# Gentoo hangs at boot time ... [Solved]

## Mehrius

So the kernel is 2.6.11-gentoo-r3 but I also got 2.6.12-gentoo-r4 and no change

The whole boot process stop for about 20 secs at a line that says :

ide1 at 0x177-0x177,0x376 on irq15

and then boots up as if nothing happened .... I used other linux distros and didn't get this so it's not a real hardware error...

please post anything that u think might be usefull.....Last edited by Mehrius on Sun Jul 17, 2005 6:36 pm; edited 1 time in total

----------

## NeddySeagoon

Mehrius,

Do you use ide1 at all?

Thats /dev/hdc and /dev/hdd. If not trun it off.

The driver is waiting for a timeout if there is nothing there.

----------

## Mehrius

I have no idea what that ide1 is for ....

Can you tell me how I can find out what uses it or how to disable it ????

Thanks for the reply...

----------

## NeddySeagoon

Mehrius,

The kernel checks for a number of Iintegrated Drive Electronics (IDE) interfaces to see if they hve hard drives or CD-ROMS (or DVDs) attached as it starts. They are known as ide0 (the first one) ide1 and so on. 

```
dmesg | grep IDE
```

Will show you what your kernel did.

All modern motherboards provide ide0 and ide1. ide0 is the interface for /dev/hda and /dev/hdb

ide1 is the interface for /dev/hdc and /dev/hdd. The pattern continues.

You may not have any devices on your ide1 interface (/dev/hdc and /dev/hdd) in which case the kernel can take a long time to detect that fact, which is the pause in boot up you see. That ide2 and later are not fitted is much easier to detect.

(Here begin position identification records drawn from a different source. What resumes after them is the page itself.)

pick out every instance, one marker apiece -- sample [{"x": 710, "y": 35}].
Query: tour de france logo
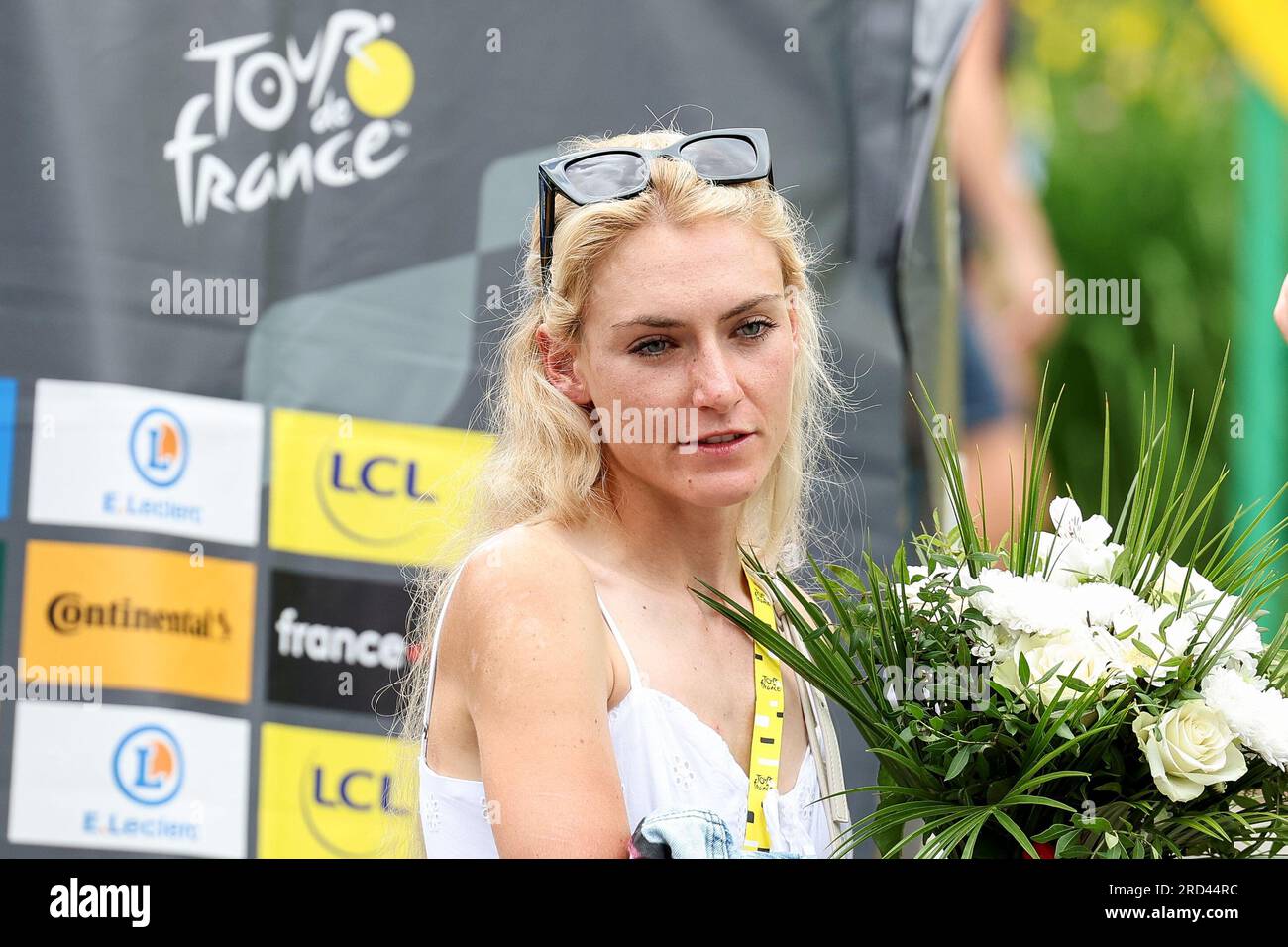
[
  {"x": 159, "y": 447},
  {"x": 149, "y": 766},
  {"x": 258, "y": 86}
]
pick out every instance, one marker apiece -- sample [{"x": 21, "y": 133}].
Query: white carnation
[
  {"x": 1026, "y": 603},
  {"x": 1253, "y": 710}
]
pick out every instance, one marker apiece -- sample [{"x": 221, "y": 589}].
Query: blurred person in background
[
  {"x": 1006, "y": 248},
  {"x": 1282, "y": 309}
]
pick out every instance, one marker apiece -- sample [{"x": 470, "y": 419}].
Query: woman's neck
[{"x": 668, "y": 545}]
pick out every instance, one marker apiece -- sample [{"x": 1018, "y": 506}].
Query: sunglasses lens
[
  {"x": 606, "y": 175},
  {"x": 720, "y": 158}
]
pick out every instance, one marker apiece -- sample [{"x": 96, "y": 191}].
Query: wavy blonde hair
[{"x": 545, "y": 466}]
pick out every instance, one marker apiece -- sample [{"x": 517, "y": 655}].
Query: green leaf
[{"x": 958, "y": 764}]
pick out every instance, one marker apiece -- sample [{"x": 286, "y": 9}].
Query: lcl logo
[
  {"x": 378, "y": 475},
  {"x": 375, "y": 499}
]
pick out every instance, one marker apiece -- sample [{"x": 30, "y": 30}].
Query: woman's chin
[{"x": 719, "y": 491}]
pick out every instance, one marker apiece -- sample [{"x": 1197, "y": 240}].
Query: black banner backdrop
[{"x": 313, "y": 211}]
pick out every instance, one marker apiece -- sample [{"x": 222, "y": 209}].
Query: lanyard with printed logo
[{"x": 768, "y": 731}]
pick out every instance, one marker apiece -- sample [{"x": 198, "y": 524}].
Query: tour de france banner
[{"x": 253, "y": 261}]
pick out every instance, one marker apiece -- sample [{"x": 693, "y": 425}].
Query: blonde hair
[{"x": 545, "y": 464}]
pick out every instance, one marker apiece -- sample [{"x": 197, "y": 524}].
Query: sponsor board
[
  {"x": 125, "y": 458},
  {"x": 360, "y": 488},
  {"x": 8, "y": 421},
  {"x": 326, "y": 793},
  {"x": 129, "y": 779},
  {"x": 335, "y": 643},
  {"x": 154, "y": 620}
]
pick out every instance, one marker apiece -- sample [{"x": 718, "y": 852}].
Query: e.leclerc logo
[
  {"x": 149, "y": 766},
  {"x": 159, "y": 447},
  {"x": 265, "y": 89}
]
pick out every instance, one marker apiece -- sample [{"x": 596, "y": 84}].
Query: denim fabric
[{"x": 691, "y": 834}]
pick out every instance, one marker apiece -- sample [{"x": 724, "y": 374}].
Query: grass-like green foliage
[{"x": 970, "y": 781}]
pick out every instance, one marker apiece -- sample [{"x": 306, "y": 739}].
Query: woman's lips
[{"x": 719, "y": 450}]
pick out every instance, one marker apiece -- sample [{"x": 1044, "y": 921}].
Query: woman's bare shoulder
[{"x": 526, "y": 608}]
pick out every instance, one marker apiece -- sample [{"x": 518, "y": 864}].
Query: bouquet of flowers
[{"x": 1073, "y": 692}]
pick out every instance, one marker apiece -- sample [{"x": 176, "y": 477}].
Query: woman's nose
[{"x": 715, "y": 382}]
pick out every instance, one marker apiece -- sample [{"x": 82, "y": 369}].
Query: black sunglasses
[{"x": 722, "y": 157}]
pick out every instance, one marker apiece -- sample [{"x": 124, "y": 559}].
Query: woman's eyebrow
[{"x": 669, "y": 322}]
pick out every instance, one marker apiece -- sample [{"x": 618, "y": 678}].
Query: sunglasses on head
[{"x": 722, "y": 157}]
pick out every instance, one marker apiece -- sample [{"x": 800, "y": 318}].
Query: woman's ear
[
  {"x": 559, "y": 364},
  {"x": 791, "y": 295}
]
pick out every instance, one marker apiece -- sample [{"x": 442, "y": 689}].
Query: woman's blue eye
[
  {"x": 644, "y": 351},
  {"x": 765, "y": 324},
  {"x": 645, "y": 348}
]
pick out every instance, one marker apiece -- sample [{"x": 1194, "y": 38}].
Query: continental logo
[
  {"x": 325, "y": 793},
  {"x": 360, "y": 488},
  {"x": 69, "y": 613},
  {"x": 154, "y": 620}
]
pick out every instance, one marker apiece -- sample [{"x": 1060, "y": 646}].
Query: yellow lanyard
[{"x": 768, "y": 731}]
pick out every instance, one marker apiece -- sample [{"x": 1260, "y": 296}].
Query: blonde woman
[{"x": 568, "y": 682}]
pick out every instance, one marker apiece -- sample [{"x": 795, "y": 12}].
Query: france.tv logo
[
  {"x": 159, "y": 447},
  {"x": 149, "y": 766}
]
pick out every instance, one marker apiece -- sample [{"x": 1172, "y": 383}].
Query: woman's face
[{"x": 690, "y": 333}]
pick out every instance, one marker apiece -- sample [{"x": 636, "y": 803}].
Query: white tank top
[{"x": 666, "y": 757}]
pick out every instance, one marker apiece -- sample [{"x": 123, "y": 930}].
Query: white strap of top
[{"x": 621, "y": 643}]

If you do not have /dev/hdc or /dev/hdd, do

```
ls /dev/hd?
```

you can tell the kernel not to look at ide1 by adding 

```
ide1=noprobe
```

to the end of your kernel line in /boot/grub/grub.conf.

If you have one drive but not the other on ide1, use

```
hdx=noprobe
```

instead. Change the x to the letter of the absent drive.

Its documented in  /usr/src/linux/Documentation/ide.txt

----------

## Mehrius

Thank you for the reply .... I thought it will solve it but :

I run ide1=noprobe .... it just hangs at ide0 now stays on it for 20 secs and goes on ...

If I run ide0=noprobe I get a kernel panic (quite normal as my hda isn't loaded anymore)

If i run hdb=noprobe and hdd=noprobe it still hangs at ide1 .............

So maybe it's not something from the ide ??? but what is it then????????

----------

## NeddySeagoon

Mehrius,

The 2.6.12 kernel has a option to put timestamps on messages.

Its enabled in make menuconfig under Kernel hacking at Show timing information on printks.

Turn that on, rebuild your kernel, then post your dmesg.

----------

## Mehrius

this is my timestamped dmesg: 

[   19.719866] Probing IDE interface ide0...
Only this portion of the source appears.